On devina où allait sa préférence. Mikael renifla, dédaigneux.
— C'est tellement flagrant que t'es biaisé. Et puis, qui a besoin de dimension spirituelle et du développement de soi pour ratatiner un adversaire ?
— Voilà pourquoi tu as craché sur mes nobles enseignements en silat et m'a cocufié avec cette satanée Dakota ! Je savais que je me faisais baiser quand elle t'a initié au krav-maga.
— C'est Dakota qui t'a appris le krav-maga ? releva Rudy. J'avais cru comprendre que tu étais meilleur qu'elle.

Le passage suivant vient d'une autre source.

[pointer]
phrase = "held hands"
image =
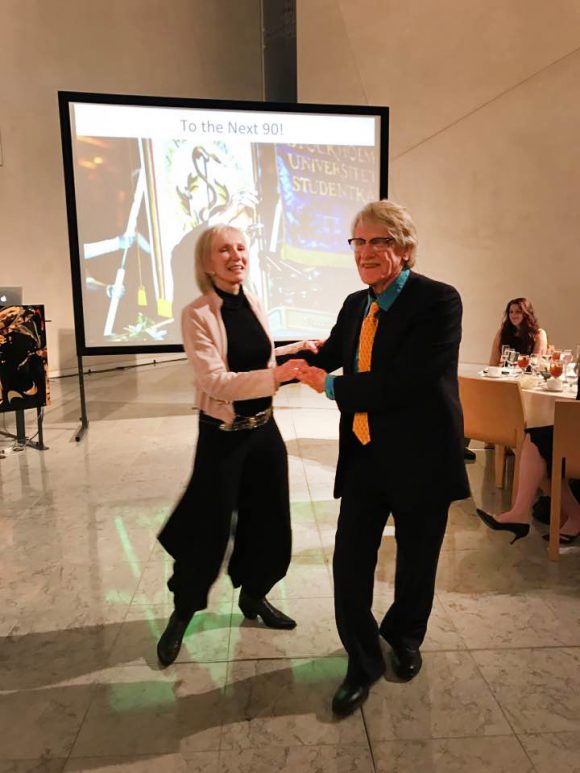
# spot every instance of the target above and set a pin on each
(288, 371)
(311, 346)
(313, 377)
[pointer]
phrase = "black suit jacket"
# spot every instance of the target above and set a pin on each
(411, 392)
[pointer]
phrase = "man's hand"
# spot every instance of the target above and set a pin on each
(313, 377)
(288, 371)
(311, 346)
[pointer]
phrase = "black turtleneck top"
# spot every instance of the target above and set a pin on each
(249, 347)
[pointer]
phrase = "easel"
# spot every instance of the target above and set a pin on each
(20, 435)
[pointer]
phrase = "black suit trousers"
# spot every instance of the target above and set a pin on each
(419, 531)
(245, 472)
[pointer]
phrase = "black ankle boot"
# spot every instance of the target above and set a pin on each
(170, 642)
(271, 617)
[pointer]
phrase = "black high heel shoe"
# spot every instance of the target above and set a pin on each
(519, 530)
(271, 617)
(170, 642)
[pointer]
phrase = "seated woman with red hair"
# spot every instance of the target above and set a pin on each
(519, 330)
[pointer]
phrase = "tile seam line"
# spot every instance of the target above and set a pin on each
(485, 104)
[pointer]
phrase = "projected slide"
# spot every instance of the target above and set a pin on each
(146, 179)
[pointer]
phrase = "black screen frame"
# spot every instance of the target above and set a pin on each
(65, 98)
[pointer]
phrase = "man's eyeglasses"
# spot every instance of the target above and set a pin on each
(377, 243)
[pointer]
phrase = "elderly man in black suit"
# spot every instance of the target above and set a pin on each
(401, 442)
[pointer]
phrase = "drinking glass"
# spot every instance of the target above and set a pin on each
(503, 361)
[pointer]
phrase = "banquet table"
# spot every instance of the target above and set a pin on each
(538, 402)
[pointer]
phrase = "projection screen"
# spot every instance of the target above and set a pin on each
(144, 176)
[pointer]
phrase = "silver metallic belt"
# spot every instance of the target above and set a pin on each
(247, 422)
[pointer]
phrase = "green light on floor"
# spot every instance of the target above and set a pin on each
(127, 547)
(140, 696)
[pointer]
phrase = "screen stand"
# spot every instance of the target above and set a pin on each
(20, 436)
(84, 419)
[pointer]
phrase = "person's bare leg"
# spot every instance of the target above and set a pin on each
(533, 474)
(570, 516)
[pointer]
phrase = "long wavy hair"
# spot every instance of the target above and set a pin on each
(523, 338)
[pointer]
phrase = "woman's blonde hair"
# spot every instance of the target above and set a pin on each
(203, 251)
(397, 219)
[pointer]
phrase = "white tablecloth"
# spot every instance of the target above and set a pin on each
(538, 403)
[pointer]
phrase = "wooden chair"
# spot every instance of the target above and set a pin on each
(565, 463)
(493, 411)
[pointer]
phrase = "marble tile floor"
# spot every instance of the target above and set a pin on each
(83, 601)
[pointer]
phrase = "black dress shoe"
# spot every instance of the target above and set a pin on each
(271, 617)
(406, 662)
(351, 694)
(519, 530)
(170, 642)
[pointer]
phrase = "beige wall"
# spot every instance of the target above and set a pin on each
(193, 48)
(485, 120)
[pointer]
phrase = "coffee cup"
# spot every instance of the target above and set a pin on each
(554, 385)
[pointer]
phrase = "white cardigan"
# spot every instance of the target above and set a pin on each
(206, 344)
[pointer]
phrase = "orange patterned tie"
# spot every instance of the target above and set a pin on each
(360, 424)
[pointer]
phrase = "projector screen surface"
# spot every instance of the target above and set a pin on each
(144, 178)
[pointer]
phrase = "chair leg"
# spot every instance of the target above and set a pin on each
(555, 508)
(499, 466)
(515, 483)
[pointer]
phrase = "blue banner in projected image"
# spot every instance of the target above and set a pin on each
(322, 187)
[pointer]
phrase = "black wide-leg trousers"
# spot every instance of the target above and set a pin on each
(244, 471)
(419, 531)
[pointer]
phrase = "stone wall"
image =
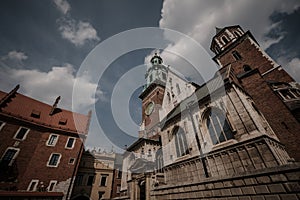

— Elle me l'a fait découvrir mais c'est au dojo du Général Delsin Parker, son père, que j'ai été formé.
— Oh.
Voilà qui en disait assez sur les liens étroits que partageait cette clique. Rudy s'intéressa à Duncan.
— Et toi, tu l'as appris comment, le pencak-silat ?
— Je le pratique depuis l'âge de dix ans. Mon père m'a inscrit dans le dojo d'un ami, et ça a rendu ma vie tellement fun !
— Parce que tu changeais les autres en cobayes ou poupées d'exercice.
Le sourire de Duncan s'étira.
— Puisque tu le sais, en place ! ordonna-t-il.
La démonstration d'autodéfense via l'art martial du pencak-silat débuta. Le ton soudain solennel, Duncan expliqua :
— Ce que tu vises, c'est l'efficacité de ta riposte. Le but : rendre l'affrontement le plus bref possible. Mais ce n'est qu'en dernier recours. Que fais-tu en premier recours ?
— Euh... éviter le conflit ? douta Rudy.
— Correct. Tu ne te défends que si tu as épuisé toutes les options. Fuir étant la première. Quant à l'attaque, elle n'est pas censée se trouver sur la liste de tes options. Compris ?
— Chef, oui, chef !
— Il se paye ma tête ?
— Ça n'arrive jamais avec moi, se gorgea Mikael.
— Parce que tu me tapes ! le vendit Rudy.
Duncan s'esclaffa. Il reconnaissait bien là les méthodes barbares de Mikael. Ce type et la pédagogie faisaient deux !
Quand Duncan passa à l'action, Rudy se rappela plusieurs fois de fermer la bouche. Même avec ses yeux profanes, il voyait la différence de niveau entre Duncan et Dakota. Et pourtant, sa professeure possédait une ceinture noire. Mais l'explosivité de Duncan se situait à un autre niveau. Il était si rapide que Rudy peinait à comprendre certains de ses coups. Heureusement, il les déconstruisait au ralenti.
— Comme je disais, tu dois faire en sorte que ce soit vite fini. Soit tu endors ton adversaire en le mettant KO s'il se révèle moins résistant, soit tu le repousses assez pour prendre la fuite. Si un coup suffit à calmer ton agresseur, inutile de le terminer. Là, c'est toi qui deviens l'agresseur. Mais la théorie est une chose. En situation réelle, ça peut vite déraper. D'où l'importance de travailler son mental. La tête commande. Le corps n'est que le soldat qui exécute les ordres. Si le capitaine là-haut perd les commandes, fit Duncan en tapotant sa tempe, c'est la débandade.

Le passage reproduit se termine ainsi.